Alfons może i nie sprawdził się jako władca (jego kariera na tym stanowisku zakończyła się rewoltą i detronizacją), za to w kwestiach artystyczno-naukowych był nie do zdarcia. Oprócz licznych dokonań na tych polach słynął także z wyjątkowego uwielbienia dla Maryi, dla której napisał 450 pieśni (tzw. Cantigas de Santa Maria). Polecał także swoim poddanym, by w majowe wieczory gromadzili się na modlitwę u stóp figur Matki Boskiej. Jednak nabożeństwa majowe spopularyzowali w całej Europie jezuici, pięć wieków później. Co prawda do Polski przywieźli je dopiero w 1838 roku, ale za to nowy obyczaj przyjął się błyskawicznie i już w latach 70. XIX wieku nikt, ani chłop, ani dziedzic, nie wyobrażał sobie bez niego wiosny. Podczas „przeszczepiania” nabożeństwo przeszło lekką metamorfozę.
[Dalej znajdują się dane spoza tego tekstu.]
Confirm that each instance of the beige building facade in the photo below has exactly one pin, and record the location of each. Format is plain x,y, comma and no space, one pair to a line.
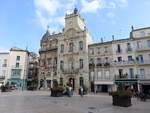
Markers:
70,58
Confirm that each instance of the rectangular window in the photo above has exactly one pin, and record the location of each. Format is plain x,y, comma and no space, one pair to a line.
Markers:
92,51
3,72
139,45
131,72
62,48
71,45
148,43
106,49
92,76
5,63
106,59
16,72
142,73
119,59
141,59
129,47
120,73
142,34
61,65
18,58
118,48
130,58
98,50
99,75
17,64
81,63
98,60
49,61
81,45
107,75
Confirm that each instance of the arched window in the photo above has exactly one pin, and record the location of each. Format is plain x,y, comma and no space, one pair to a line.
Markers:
62,65
81,45
71,47
81,63
62,48
81,81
Potraktowane folklorem i dopasowane do lokalnych zwyczajów, straciło kosmopolityczny charakter i stało się „nasze”, a nawet „ludowe”. Zamiast do figur w kościołach, wędrowano do przydrożnych kapliczek. Tam modlono się i śpiewano pieśni maryjne w nadziei, że Matka Boska wstawi się u Boga Ojca i Syna za skruszonymi grzesznikami. I tak jest po dziś dzień. Pod koniec kwietnia kobiety, które są głównym motorem maryjnego święta, odnawiają kapliczki i dekorują je (kiedyś żywymi albo bibułkowymi, dziś plastikowymi kwiatami, lampkami choinkowymi i latarenkami). Tak jak dawniej okoliczni mieszkańcy zbierają się wokół „maryjnych domków” o zmroku, a w dzień zostawiają w nich drobne pieniądze na kwiaty i światełka.